Apart from isolation pay (in diluted form), none of the other vital demands have appeared in Momentum’s output: requisitioning of Big Pharma, of the medical and PPE supply chain, and of private hospitals; bringing social care into the public sector, public-health test and trace, public quarantine accommodation for people otherwise trying to “self-isolate” in crowded housing, workers’ control of workplace safety.

As we’ve seen, new-regime Momentum describes pushing for more Momentum people to be selected as Labour council candidates as one of its prime achievements.

Indeed, on 19 February it retweeted a message from Laura Smith looking forward to “a new era of municipal socialism”.

One measure of that is that it cited the election of the Fabian Sidney Webb to the then London County Council in 1892 as a great historic model. 

Really to usher in a new era, some accounting for recent history would be useful as well. A “Momentum council” already exists – in Haringey – and has not behaved in a meaningfully more left-wing way than other councils. What it has done most notably is support a development programme to bulldoze the popular “Latin Village” market in Seven Sisters, in the face of much criticism from working-class residents locally, and from the left nationally. If that is what it means to have Momentum supporters running a council at the moment, then – to put it mildly – some sort of policy change would be required before we could have confidence that electing Momentum-backed candidates might create a “new era of municipal socialism”. A public debate that acknowledges past failings in local government and steers a new course would help here: none has yet taken place. 

At least the 1892 LCC didn’t have to deal with centrally-imposed cuts. The “new era” talk loses grip when we look at the financial crisis facing many Labour councils now. With incomes having slumped and costs risen from the pandemic, Luton’s Labour council has already declared huge cuts, and Croydon’s Labour council has called an emergency halt to spending (“Section 114”).

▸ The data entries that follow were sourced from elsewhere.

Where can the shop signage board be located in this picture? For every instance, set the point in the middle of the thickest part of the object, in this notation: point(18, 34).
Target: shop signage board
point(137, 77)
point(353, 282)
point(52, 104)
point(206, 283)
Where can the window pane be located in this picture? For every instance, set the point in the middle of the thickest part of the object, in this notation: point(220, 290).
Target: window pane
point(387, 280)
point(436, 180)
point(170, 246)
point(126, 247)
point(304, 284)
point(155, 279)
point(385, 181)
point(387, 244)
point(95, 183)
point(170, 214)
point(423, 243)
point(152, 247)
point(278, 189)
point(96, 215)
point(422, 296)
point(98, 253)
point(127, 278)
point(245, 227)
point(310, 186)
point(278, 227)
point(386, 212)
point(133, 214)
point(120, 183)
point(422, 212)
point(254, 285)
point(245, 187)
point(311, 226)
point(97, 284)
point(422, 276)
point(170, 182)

Other Labour councils will follow unless we have a big and urgent mobilisation to force more money from central government. But nothing from Momentum on that.

Momentum’s output has also failed to report or comment on the cycle of CLP AGMs which started in November. Labour right-wingers are claiming many victories, and they have certainly had some. In other CLPs the left has held its ground or even advanced. Momentum should be in a position to give us some overview, and to help local left caucuses. But not a word.

Time to go back to that promise: “to develop a truly effective and democratic Momentum that wins in the Labour Party and builds power in our communities and workplaces”.